The nozzle 41 positioned beneath the strip may be inclined as shown in the figure so that the curtain 43 impinges on the underside of the strip at an angle inclined to the vertical. In this way, water does not fall back on to the curtain when there is no strip immediately above the curtain, as is the case at the beginning and end of rolling.

In accordance with the provisions of the patent statutes, I have explained the principle and operation of my invention and have illustrated and described what I consider to represent the best embodiment thereof.

Claims

1. Apparatus for supplying a coherent curtain of cooling liquid of a given length comprising:

(a) a nozzle having an inlet and an outlet, each of elongate generally rectangular form substantially equal to said given length, but with the inlet having a considerably greater cross-sectional area than the outlet, and a portion of said same form and substantially equal to said length located between the inlet and the outlet and containing means which divide the interior of that portion of the nozzle into a multiplicity of individual but continuous passages extending in the direction between said inlet and said outlet,

(b) said portion also having a constraining portion located between said inlet and said means being at least equal in cross sectional area to the cross-sectional area of the adjacent portion of said means,

(c) a header tank having provision for receiving liquid coolant and in which at least the inlet of the nozzle is located, and wherein the outlet of the nozzle is outside of the header tank or communicates with an elongate slot in a wall of the header tank,

(d) said header tank arranged to extend substantially parallel to and be at least equal to said given length, and

(e) said elongated slot arranged to extend substantially parallel to and substantially equal to said given length. outlet of the nozzle.

2. Apparatus as claimed in claim 1, in which the nozzle has a convergent portion extending between the inlet and the adjacent end of the portion which contains the dividing means.

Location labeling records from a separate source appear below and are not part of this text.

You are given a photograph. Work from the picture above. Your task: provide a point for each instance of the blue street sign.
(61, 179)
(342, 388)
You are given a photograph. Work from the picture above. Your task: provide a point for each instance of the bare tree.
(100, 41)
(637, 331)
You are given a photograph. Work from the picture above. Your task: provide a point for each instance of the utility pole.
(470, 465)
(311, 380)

3. Apparatus as claimed in claim 1, in which the outlet of the nozzle is defined by a parallel-sided or convergent portion of the nozzle.

4. Apparatus as claimed in claim 3, in which the nozzle has a further convergent portion extending between the portions containing the dividing means and the portion defining the outlet of the nozzle.

5. Apparatus as claimed in claim 1, in which the dividing means is at least one insert providing a plurality of separate tubes.

6. Apparatus as claimed in claim 1, in which the dividing means comprises a multiplicity of individual tubes.

7. Apparatus as claimed in claim 5, in which the dividing means is of plastics material.

8. Apparatus as claimed in claim 1, in which the nozzle is modified such that liquid coolant leaving the outlet of the nozzle is in the form of a curtain divergent in the direction of its length.

9. Apparatus as claimed in claim 8, wherein one or more of said contiguous passages at each of the opposite ends of the elongate nozzle are inclined so that their ends which are adjacent the outlet of the nozzle are inclined outwardly with respect to the other passages.

10. Apparatus as claimed in claim 9, in which a plurality of passages at each end of the insert are inclined relative to the remaining non-inclined passages through angles which progressively increase towards the end of the insert.

11. Apparatus as claimed in claim 10, wherein the end walls of the nozzle are inclined outwardly to maintain the divergency set up by the inclined passages of the insert.